И начали мы соседствовать до 1974 года, когда разменяли наши квартиры.
У нас дома праздники не отмечали. Внизу же 7 ноября, 23 февраля или 8 марта с раннего утра было шумно, бренчало пианино, хозяин пел песенки на свои слова. В 1965-м, в первый год совместного ученья на филфаке, нам с Левкой предстояло идти на октябрьскую демонстрацию, и рано утром я зашел за ним. С криками хозяин усадил за накрытый стол и налил нам по большой рюмке водки. Был он принаряжен и возбужден: праздник!
Вообще с ним мне было интереснее и легче, чем с отцом. Ведь я рос в очень чопорной семье. Крика не помню, но и душевности тоже. Все отношения были словно под водой. К примеру, не слышал, чтобы родители повздорили. Все это и неплохо выглядит, особенно для тех, кто живет в скандале и крике, что и у нас недолго было, когда старший брат женился, стал пить и поколачивать жену. А на набережной враз воцарилась тишина. Полная невозможность откровенности не просто воспитала, но, как я сейчас понимаю, и навсегда меня испортила.
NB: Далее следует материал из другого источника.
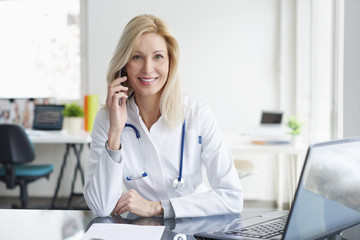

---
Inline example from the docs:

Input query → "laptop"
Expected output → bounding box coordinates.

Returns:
[194,137,360,240]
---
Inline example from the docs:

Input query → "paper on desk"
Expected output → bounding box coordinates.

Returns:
[81,223,165,240]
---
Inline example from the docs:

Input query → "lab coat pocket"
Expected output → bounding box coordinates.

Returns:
[182,129,202,192]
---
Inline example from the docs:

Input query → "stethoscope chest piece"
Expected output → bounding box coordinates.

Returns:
[173,233,186,240]
[173,178,185,190]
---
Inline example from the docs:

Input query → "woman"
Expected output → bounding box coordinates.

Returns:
[84,15,243,218]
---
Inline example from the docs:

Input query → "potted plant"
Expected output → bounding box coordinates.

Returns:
[286,116,304,146]
[63,103,84,134]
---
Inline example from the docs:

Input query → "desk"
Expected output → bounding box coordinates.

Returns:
[26,130,91,208]
[0,209,360,240]
[224,132,307,208]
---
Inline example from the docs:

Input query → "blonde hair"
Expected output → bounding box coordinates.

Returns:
[106,15,184,127]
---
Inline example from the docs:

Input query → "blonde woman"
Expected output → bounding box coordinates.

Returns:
[84,15,243,218]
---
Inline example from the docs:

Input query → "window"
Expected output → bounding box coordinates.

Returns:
[0,0,81,100]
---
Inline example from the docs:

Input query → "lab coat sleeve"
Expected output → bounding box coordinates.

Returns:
[170,105,243,218]
[84,109,124,217]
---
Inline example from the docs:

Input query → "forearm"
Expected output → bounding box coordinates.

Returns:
[84,149,123,216]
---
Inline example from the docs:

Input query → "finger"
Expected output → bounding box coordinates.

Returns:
[113,198,127,214]
[112,92,128,106]
[108,85,129,96]
[109,76,127,87]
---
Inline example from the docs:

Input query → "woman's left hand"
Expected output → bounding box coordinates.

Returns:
[112,189,163,217]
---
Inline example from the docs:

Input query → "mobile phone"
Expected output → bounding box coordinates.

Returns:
[115,68,126,106]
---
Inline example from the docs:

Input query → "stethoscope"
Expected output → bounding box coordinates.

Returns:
[125,120,185,189]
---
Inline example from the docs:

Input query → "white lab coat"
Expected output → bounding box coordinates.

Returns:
[84,96,243,218]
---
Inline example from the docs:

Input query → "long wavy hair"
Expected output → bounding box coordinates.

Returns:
[106,15,184,127]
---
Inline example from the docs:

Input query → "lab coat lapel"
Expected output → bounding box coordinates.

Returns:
[128,98,169,200]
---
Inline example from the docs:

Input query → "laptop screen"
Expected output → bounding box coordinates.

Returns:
[284,138,360,239]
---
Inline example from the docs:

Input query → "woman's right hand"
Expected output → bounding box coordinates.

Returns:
[106,76,128,150]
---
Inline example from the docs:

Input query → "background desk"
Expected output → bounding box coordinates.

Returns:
[26,130,91,208]
[0,209,360,240]
[224,132,307,208]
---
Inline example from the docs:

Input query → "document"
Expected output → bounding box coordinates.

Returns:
[81,223,165,240]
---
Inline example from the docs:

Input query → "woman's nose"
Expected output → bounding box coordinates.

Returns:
[143,59,154,73]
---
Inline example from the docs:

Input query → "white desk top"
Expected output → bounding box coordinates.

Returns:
[26,129,91,144]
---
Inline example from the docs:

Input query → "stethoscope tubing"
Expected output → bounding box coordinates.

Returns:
[125,120,186,186]
[178,120,185,182]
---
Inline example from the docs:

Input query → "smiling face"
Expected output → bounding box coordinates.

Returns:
[126,33,169,97]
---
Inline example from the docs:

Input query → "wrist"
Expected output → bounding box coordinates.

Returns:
[108,131,121,151]
[153,201,164,216]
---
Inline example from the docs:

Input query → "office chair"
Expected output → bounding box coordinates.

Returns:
[0,124,54,208]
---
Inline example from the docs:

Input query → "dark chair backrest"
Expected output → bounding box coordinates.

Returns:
[0,124,35,164]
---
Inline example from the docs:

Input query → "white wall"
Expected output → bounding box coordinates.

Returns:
[343,0,360,137]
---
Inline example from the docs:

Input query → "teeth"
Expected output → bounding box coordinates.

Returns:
[139,78,156,82]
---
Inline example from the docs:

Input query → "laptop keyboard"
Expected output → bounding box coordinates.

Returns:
[226,216,287,239]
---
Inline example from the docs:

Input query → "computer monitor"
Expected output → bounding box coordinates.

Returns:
[33,105,65,130]
[260,111,283,124]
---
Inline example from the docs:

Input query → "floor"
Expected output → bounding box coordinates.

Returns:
[0,196,276,210]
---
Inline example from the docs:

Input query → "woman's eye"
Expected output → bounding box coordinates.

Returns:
[155,54,164,59]
[131,55,141,60]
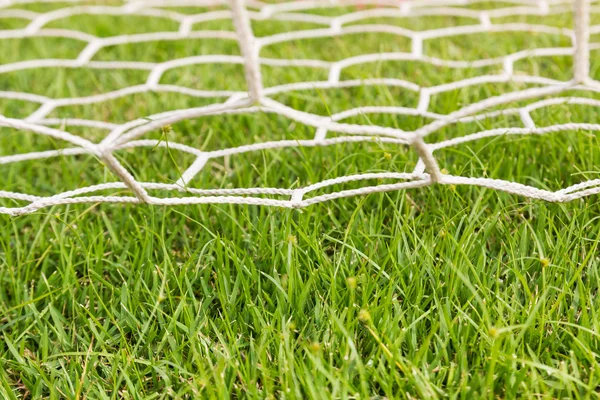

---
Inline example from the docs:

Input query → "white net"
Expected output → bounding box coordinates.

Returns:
[0,0,600,215]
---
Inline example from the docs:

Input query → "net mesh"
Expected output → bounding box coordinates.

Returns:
[0,0,600,215]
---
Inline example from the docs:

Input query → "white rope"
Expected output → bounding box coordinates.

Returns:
[0,0,600,215]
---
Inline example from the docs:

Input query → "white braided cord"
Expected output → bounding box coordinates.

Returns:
[0,0,600,215]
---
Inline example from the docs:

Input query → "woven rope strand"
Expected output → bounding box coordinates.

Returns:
[0,0,600,215]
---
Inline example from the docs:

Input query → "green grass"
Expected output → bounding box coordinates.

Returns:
[0,4,600,399]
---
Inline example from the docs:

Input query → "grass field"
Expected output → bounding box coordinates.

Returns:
[0,2,600,399]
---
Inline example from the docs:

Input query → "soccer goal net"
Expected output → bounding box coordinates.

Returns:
[0,0,600,215]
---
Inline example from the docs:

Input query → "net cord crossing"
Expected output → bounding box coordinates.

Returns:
[0,0,600,215]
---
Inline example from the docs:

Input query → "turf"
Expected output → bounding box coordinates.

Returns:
[0,4,600,399]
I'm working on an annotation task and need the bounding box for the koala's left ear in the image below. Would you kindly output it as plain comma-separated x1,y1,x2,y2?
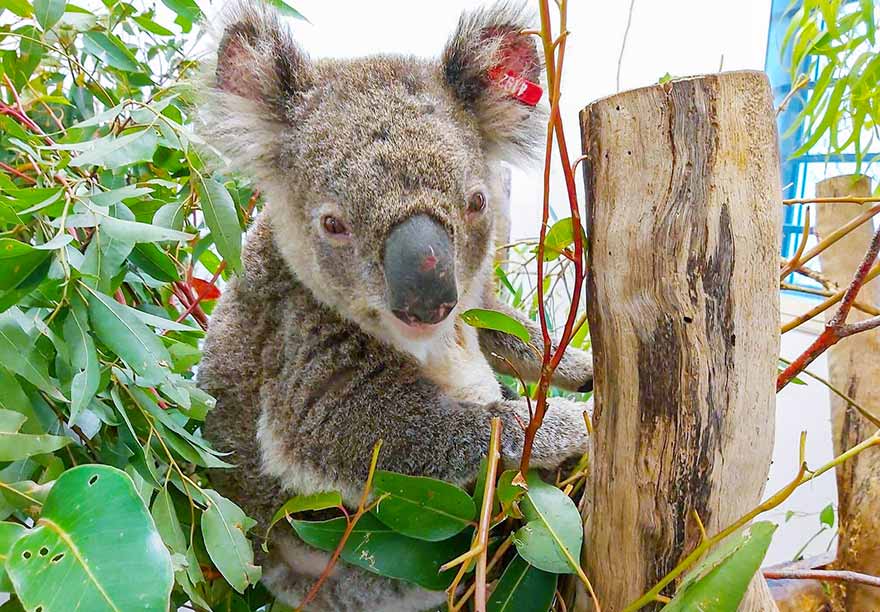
441,1,544,159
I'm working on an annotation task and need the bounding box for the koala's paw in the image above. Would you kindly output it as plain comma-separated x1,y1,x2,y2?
533,397,592,469
553,348,593,393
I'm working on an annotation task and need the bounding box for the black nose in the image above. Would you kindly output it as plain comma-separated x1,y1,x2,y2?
384,215,458,325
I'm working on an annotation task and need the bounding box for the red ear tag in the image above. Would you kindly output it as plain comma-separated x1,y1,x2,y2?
489,66,544,106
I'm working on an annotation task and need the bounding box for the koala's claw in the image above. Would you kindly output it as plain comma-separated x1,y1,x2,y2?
577,377,593,393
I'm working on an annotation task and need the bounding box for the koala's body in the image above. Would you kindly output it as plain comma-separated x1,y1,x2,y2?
198,3,592,612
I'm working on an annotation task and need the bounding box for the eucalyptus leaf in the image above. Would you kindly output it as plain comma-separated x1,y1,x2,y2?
513,470,584,574
202,490,260,593
291,514,471,591
461,308,530,344
372,470,476,542
486,556,558,612
198,178,241,272
663,522,776,612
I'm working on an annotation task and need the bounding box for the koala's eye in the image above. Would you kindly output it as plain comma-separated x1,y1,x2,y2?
468,191,486,213
321,215,350,238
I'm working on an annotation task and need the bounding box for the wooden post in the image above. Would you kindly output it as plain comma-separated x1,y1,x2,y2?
581,71,781,612
816,175,880,612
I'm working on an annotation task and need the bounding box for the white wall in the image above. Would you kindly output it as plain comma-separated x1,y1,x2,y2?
270,0,835,563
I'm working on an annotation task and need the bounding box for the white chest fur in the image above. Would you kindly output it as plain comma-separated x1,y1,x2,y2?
423,319,501,404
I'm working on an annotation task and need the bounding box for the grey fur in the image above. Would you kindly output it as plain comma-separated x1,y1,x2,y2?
198,4,592,611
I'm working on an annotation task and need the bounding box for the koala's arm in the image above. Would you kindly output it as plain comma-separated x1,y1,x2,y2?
259,340,589,503
479,295,593,393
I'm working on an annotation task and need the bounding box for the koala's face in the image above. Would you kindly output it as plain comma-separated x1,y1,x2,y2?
204,4,540,341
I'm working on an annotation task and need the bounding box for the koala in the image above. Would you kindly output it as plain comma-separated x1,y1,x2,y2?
197,0,592,612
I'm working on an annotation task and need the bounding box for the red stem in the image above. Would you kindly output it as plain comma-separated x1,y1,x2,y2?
776,222,880,393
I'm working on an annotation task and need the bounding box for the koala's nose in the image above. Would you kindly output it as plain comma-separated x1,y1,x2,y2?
384,215,458,325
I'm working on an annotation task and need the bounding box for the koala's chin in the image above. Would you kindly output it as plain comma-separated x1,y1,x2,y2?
382,308,458,361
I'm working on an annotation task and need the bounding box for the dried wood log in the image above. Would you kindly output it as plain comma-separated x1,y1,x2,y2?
816,175,880,612
579,72,781,612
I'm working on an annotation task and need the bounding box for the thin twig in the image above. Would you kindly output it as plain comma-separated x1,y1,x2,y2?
779,208,810,279
776,228,880,393
782,196,880,206
474,417,501,612
614,0,636,91
763,569,880,587
779,283,880,316
782,265,880,334
296,440,382,612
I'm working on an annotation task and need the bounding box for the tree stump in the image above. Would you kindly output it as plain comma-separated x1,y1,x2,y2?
816,175,880,612
581,72,781,612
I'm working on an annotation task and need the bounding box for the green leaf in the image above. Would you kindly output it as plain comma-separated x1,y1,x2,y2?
6,465,173,612
0,523,27,593
162,0,202,23
64,300,101,423
0,0,33,19
291,514,471,591
101,216,193,242
151,486,187,555
266,0,308,21
88,290,171,379
134,15,174,36
0,410,70,461
535,217,583,261
129,243,180,283
198,178,241,272
34,0,67,31
266,491,342,532
663,522,776,612
0,311,65,401
70,128,159,167
819,504,834,528
461,308,529,344
202,490,260,593
0,238,52,291
83,32,140,71
372,470,477,542
513,471,584,574
486,556,557,612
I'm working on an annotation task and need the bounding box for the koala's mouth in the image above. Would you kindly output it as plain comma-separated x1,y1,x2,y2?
383,214,458,337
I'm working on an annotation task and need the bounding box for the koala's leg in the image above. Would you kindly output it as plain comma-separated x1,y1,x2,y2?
479,296,593,393
263,534,446,612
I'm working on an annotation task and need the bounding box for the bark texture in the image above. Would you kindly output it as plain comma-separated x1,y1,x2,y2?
816,175,880,612
581,72,781,612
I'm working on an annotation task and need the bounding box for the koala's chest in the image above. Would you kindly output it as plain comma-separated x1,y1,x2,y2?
424,321,502,404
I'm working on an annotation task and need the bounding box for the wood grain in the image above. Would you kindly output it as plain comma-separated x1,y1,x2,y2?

А чопорность, чтобы представить… ну вот, мать с кем-то разговаривает и вдруг, глядя на меня, запинается, и, вздохнув, говорит: «Ладно, ты уже большой, при тебе можно».
Какое же слово ее остановило? Беременная!
А то, что мне на Яблочкова велели выходить из комнаты, если по телевизору, как казалось родителям, было для ребенка недопустимое… Какие же непристойные фильмы могли тогда показывать? Не забуду, как меня удаляли с «Тихого Дона», «Грозы», «Петра Первого», и я по звуку за стенкой пытался вообразить то, что на экране происходило… нет, не хочу множить примеры и прикасаться к тому, что возникало тогда в моей душе.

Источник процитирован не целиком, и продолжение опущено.